Praktek anti-dumping adalah salah satu isu penting dalam menjalankan perdagangan internasional agar terciptanya fair trade. Mengenai hal ini telah diatur dalam Persetujuan Anti-Dumping (Anti-Dumping Agreement atau Agreement on the Implementation of Article VI of GATT 1994).[9] Article VI General Agreement on Tariff and Trade (GATT) 1994 yang mengatur tentang anti dumping merupakan salah satu instrument penting dalam pengamanan industry dalam negeri suatu negara anggota WTO dari praktek perdagangan yang tidak adil (Unfair Tarde) yang dilakukan dalam bentuk Dumping, Pasal ini mengizinkan otoritas di suatu Negara untuk mengizinkan bea tambahan dalam bentuk bea anti dumping terhadap produk Impor yang dijual di bawah harga normal atau harganya murah dari produk domestic dari negara asal barang. Sehingga praktek ini menimbulkan kerugian bagi industry dalam negara tempat dipasarkannya barang tersebut.[10]
World Trade Organization (WTO) adalah organisasi perdagangan dunia yang dihasilkan dari Putaran Uruguay General Agreement on Tariffs and Trade (GATT) (1986 – 1994). Organisasi ini memiliki kedudukan yang unik karena ia berdiri sendiri dan terlepas dari badan kekhususan PBB. Pembentukan WTO ini merupakan realisasi dari cita-cita lama Negara-negara pada waktu merundingkan GATT pertama kali yaitu pada tahun 1948, yang hendak mendirikan suatu organisasi perdagangan internasional bernama Internasional Trade Organization (ITO). Namun upaya atau usulan yang dilontarkan oleh Amerika Serikat, setelah mengalami beberapa tahun perundingan (1945 – 1948) mengalami hambatan, ternyata Kongres Amerika Serikat menolak menandatangani Piagam Pendirian ITO. Kebetulan pada waktu Piagam ITO dirancang di Konfrensi Jenewa, pada waktu yang bersamaan dirancang pula GATT.[11]
Tarif yang diikat (binding tariff) dan pemberlakuannya secara sama kepada semua mitra dagang anggota WTO merupakan kunci pokok kelancaran arus perdagangan barang. Peraturan-peraturan WTO memegang tegas prinsip-prinsip tertentu tetapi tetap memperbolehkan adanya pengecualian. Tiga isu utama yang ada didalamnya adalah :
1.       Tindakan untuk melawan dumping (menjual dengan harga yang lebih murah secara tidak adil).
2.   Subsidi dan tindakan – tindakan imbalan untuk menyeimbangkan subsidi (countervailing measures).
3.      Tindakan – tindakan darurat (emergency measures) untuk membatasi impor secara sementara demi mengamankan industri dalam negeri (safeguards).

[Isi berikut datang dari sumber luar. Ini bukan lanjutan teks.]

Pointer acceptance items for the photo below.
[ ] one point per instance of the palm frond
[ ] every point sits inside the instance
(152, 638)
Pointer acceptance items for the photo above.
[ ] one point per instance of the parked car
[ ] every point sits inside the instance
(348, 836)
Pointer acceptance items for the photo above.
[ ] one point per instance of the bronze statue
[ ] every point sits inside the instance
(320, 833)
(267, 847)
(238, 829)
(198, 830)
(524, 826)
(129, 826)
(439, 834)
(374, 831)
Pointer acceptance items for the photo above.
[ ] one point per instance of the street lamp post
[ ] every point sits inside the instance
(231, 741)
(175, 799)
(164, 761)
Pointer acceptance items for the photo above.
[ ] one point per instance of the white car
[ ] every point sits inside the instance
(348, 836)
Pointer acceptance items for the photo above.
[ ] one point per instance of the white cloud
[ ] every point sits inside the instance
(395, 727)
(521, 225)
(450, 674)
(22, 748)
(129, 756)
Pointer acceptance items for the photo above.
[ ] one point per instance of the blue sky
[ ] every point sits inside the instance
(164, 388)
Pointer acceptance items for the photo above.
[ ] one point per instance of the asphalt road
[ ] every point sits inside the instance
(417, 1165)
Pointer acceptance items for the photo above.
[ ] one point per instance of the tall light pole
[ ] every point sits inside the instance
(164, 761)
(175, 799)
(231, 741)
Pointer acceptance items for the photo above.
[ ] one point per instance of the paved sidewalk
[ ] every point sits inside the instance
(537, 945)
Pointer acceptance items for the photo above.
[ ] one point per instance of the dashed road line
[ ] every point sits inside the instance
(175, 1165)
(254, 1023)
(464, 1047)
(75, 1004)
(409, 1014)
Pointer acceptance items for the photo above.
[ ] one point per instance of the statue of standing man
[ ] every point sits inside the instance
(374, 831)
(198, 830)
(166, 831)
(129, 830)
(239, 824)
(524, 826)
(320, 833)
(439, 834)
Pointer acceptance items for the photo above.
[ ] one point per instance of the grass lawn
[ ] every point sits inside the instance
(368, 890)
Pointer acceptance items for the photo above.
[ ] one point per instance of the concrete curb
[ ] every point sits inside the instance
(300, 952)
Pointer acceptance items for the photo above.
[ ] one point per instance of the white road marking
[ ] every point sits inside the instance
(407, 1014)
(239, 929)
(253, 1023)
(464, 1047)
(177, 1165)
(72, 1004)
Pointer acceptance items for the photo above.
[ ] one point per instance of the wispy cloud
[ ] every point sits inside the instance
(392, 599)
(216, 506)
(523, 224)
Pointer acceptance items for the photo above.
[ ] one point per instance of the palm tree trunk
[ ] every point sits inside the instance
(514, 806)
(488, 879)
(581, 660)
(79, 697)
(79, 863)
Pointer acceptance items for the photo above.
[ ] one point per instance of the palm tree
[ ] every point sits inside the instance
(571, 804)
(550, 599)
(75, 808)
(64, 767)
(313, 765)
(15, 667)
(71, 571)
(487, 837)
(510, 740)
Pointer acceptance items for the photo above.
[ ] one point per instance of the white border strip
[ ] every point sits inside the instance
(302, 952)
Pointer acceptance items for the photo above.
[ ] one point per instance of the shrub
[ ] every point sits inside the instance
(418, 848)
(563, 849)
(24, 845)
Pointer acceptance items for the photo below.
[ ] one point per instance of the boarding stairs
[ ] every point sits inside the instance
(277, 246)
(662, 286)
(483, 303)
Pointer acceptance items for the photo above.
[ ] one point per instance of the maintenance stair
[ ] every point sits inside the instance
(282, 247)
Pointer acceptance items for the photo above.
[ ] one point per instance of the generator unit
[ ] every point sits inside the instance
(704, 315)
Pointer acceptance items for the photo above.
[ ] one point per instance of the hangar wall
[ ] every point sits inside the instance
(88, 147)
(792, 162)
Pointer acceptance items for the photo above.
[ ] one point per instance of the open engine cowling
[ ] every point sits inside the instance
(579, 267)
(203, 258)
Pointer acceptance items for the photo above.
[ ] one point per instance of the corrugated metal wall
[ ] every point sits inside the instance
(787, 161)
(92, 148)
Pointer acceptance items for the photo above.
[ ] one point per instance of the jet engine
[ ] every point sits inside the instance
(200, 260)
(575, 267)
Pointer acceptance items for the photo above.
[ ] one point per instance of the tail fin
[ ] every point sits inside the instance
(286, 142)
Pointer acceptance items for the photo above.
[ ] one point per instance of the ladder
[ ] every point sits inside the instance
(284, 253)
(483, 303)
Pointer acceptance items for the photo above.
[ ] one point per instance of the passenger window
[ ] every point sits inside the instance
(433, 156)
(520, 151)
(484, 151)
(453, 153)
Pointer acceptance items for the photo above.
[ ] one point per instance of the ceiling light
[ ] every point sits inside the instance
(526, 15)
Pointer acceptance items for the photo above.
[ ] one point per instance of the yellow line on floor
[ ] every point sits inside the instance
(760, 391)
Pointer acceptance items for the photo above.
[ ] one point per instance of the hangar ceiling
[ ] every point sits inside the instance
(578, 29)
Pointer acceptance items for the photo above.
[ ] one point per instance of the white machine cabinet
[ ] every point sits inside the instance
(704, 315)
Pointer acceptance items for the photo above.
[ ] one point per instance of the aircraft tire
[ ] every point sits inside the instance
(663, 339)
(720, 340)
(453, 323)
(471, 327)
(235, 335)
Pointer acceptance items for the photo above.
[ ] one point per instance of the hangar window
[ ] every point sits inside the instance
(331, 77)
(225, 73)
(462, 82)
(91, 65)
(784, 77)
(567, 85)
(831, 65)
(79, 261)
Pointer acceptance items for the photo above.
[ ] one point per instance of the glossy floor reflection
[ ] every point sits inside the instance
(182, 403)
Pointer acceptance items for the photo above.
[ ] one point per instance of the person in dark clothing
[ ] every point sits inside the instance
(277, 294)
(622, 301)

Jika sebuah perusahaan menjual produknya di negara lain lebih murah dari harga normal pasar dalam negerinya, maka hal ini disebut dumping terhadap produk tersebut. Hal ini merupakan salah satu isu dalam persetujuan WTO yang tidak bersifat menghakimi, tapi lebih memfokuskan pada tindakan – tindakan yang boleh dan tidak boleh dilakukan oleh negara untuk mengatasi dumping. Persetujuan ini dikenal dengan Persetujuan Anti-Dumping (Anti-Dumping Agreement) atau Agreement on the Implementation of Article VI of GATT 1994.[12]Ada lima tipe dumping, menurut Robert Willig, ditinjau berdasarkan tujuan eksportir, kekuaran pasar dan struktur pasar impor, sebagai berikut: 
1.    Market Ekspansion Dumping 
Perusahaan pengekspor bisa meraih untung dengan menetapkan “mark-up” yang lebih rendah di pasar import karena menghadapi elastisitas permintaan yang lebih besar selama harga yang ditawarkan rendah. 
2. Cyclical Dumping 
Motivasi dumping jenis ini muncul dari adanya biaya marginal yang luar biasa rendah atau tidak jelas, kemungkinan biaya produksi yang menyertai kondisi dari kelebihan kapasitas produksi yang terpisah dari pembuatan produk terkait.
4.   State Trading Dumping
Latar belakang dan motivasinya mungkin sama dengan kategori dumping lainnya, tapi yang menonjol adalah akuisisi moneternya. 
5.   Strategic Dumping 
Istilah ini diadopsi untuk menggambarkan ekspor yang merugikan perusahaan saingan di negara pengimpor melalui strategis keseluruhan negara pengekspor, baik dengan cara pemotongan harga ekspor maupun dengan pembatasan masuknya produk yang sama ke pasar negara pengekspor. Jika bagian dari porsi pasar domestik tiap eksportir independen cukup besar dalam tolok ukur skala ekonomi, maka memperoleh keuntungan dari besarnya biaya yang harus dikeluarkan oleh pesaing-pesaing asing.

6.    Predatory Dumping
Istilah predatory dumping dipakai pada ekspor dengan harga rendah dengan tujuan mendepak pesaing dari pasarani, dalam rangka memperoleh kekuatan monopoli di pasar negara pengimpor. Akibat terburuk dari dumping jenis ini adalah matinya perusahan-perusahaan yang memproduksi barang sejenis.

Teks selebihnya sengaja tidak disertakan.